LaTeX (pronounced “lay-tech”, or sometimes “la-tech”) is a markup language that is the standard for typesetting mathematics.

## Getting Started

The way most people (including myself) learn LaTeX is by taking existing examples, tweaking them, and seeing what happens. To get started, you can open up and play with my LaTeX Homework Template that I have posted as a gist on GitHub. In fact, if you just click the link below, the template will open in Overleaf, which is an awesome and free online LaTeX editor.

## The Basics

You can insert mathematical expressions within your text (i.e., “inline”) by using code of the form:

```
$your-mathematical-expression-here$
```

The pair of dollar signs that frame your mathematical expression are called *delimiters* and indicate where the expression begins and ends.
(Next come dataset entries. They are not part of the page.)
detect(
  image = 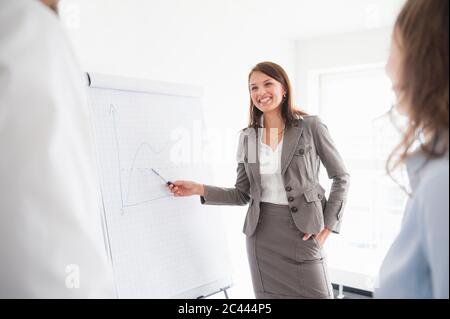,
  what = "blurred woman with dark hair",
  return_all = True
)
[375,0,449,298]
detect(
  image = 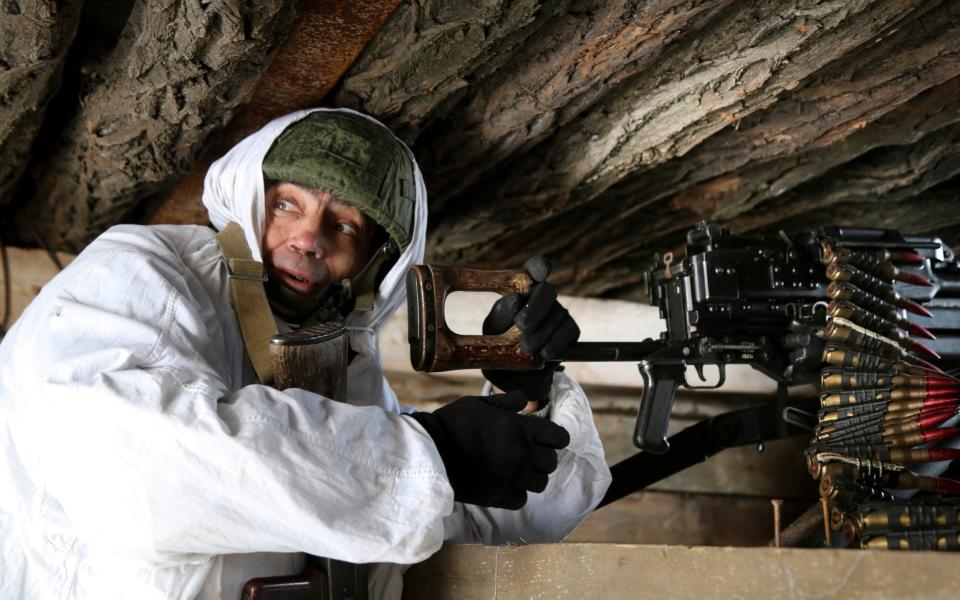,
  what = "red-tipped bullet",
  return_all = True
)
[924,376,960,392]
[903,340,941,359]
[923,396,960,408]
[917,408,957,431]
[907,323,937,340]
[923,388,958,402]
[920,427,960,444]
[897,271,933,287]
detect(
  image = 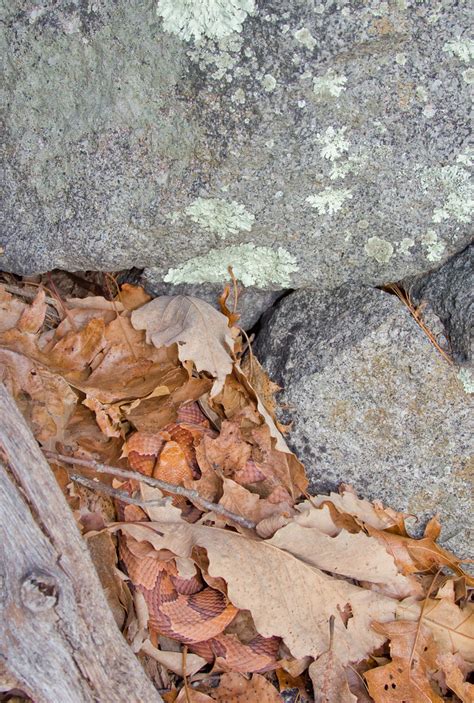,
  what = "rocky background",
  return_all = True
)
[0,0,474,550]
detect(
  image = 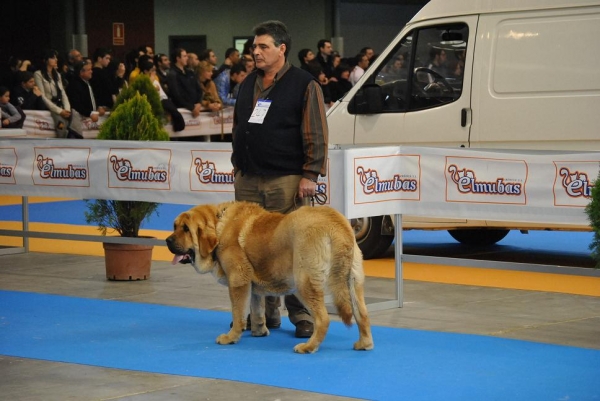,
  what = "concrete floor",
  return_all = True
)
[0,253,600,401]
You must have an opening and closing delimiter.

For instance, this sentence — which includes the equation $x^{2}+y^{2} = r^{2}$ — is typeset as

```
For instance, this sentence -- which includes the equation $x^{2}+y^{2} = r^{2}$ -- is typeset as
```

Notice that I didn’t enclose every individual symbol with dollar signs, but rather the entire string of symbols.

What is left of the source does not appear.